Statues from Benin at the Musée du Quai Branly. Photo by foto amateur, via Flickr.
On the day he received a 252-page report urging a widespread audit of African artifacts in France’s public collections with an eye to restituting objects that were acquired under duress or otherwise without consent, President Emmanuel Macron pledged to fast-track the restitution of 26 royal statues to the West African nation of Benin. The artworks, a set of sculptures taken from the Palaces of Abomey by French troops in 1892, are currently held in the collection of the Musée du Quai Branly in Paris. The decision marks a complete reversal from France’s stance last year, when it refused Benin’s request for the restitution of thrones, statues, and jewelry taken in 1892.
The announcement coincided with the release of “The Restitution of African Cultural Heritage. Toward a New Relational Ethics,” the report commissioned by Macron and prepared by Senegalese economist Felwine Sarr and French historian Bénédicte Savoy. The report draws on the expertise of cultural and political figures in Benin, Senegal, Mali, Cameroon, and France.

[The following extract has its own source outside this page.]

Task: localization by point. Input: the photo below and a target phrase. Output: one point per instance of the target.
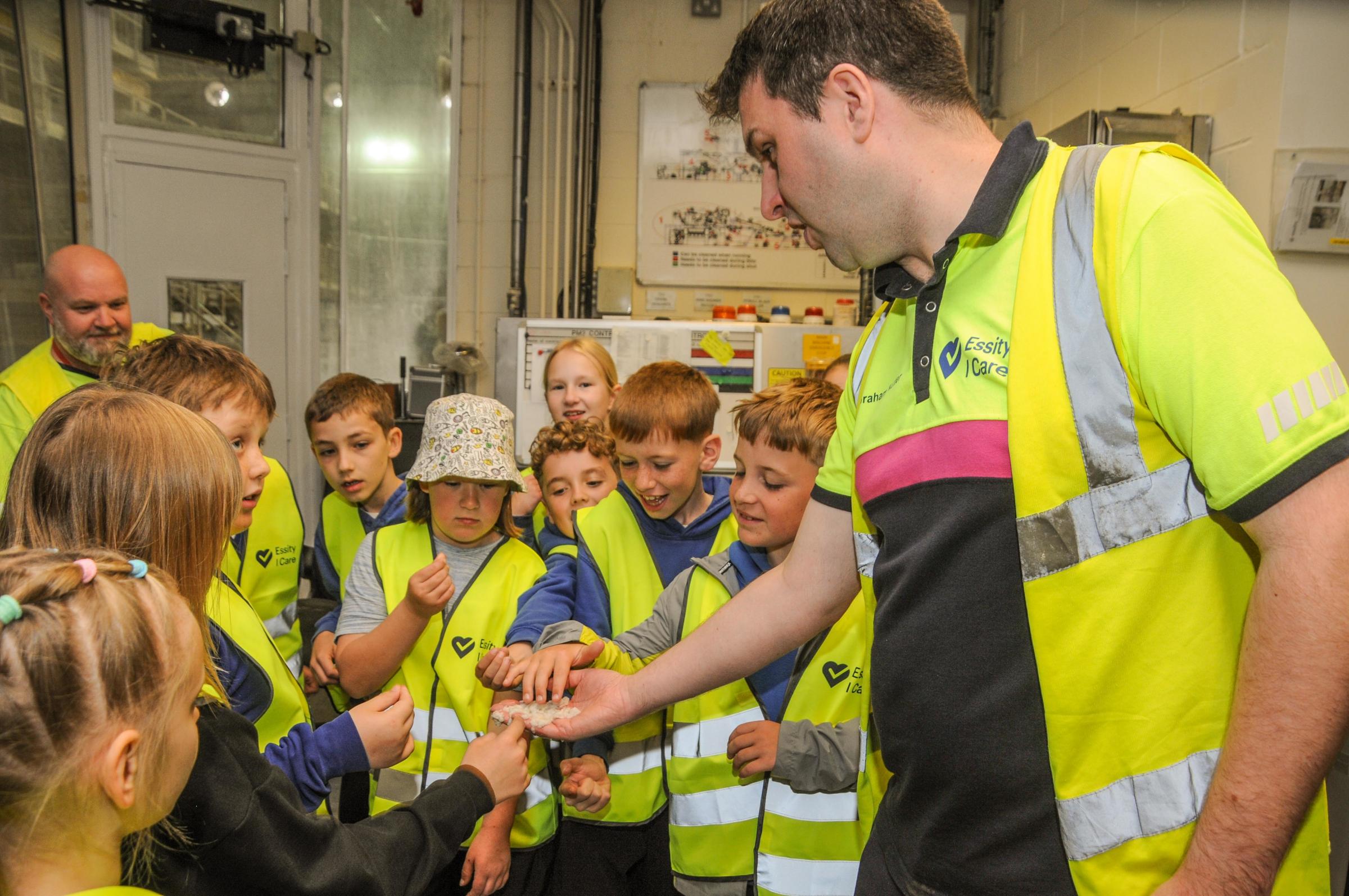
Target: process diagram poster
(698, 207)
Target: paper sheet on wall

In addition to more long-term measures for comprehensive restitution of artifacts seized during, and immediately after, France’s colonial occupation of African territories, the report calls for a first phase of returns within the next year, including the “formal restitution of several largely symbolic pieces whose return has been requested for a long time by various African nations or communities, so as to show and demonstrate the true wish for restitution on the part of the French State.”
In addition to returning the 26 royal statues “without delay,” Macron proposed organizing a conference in Paris next year for representatives from African and European nations and institutions to elaborate an “exchange policy” for African artifacts.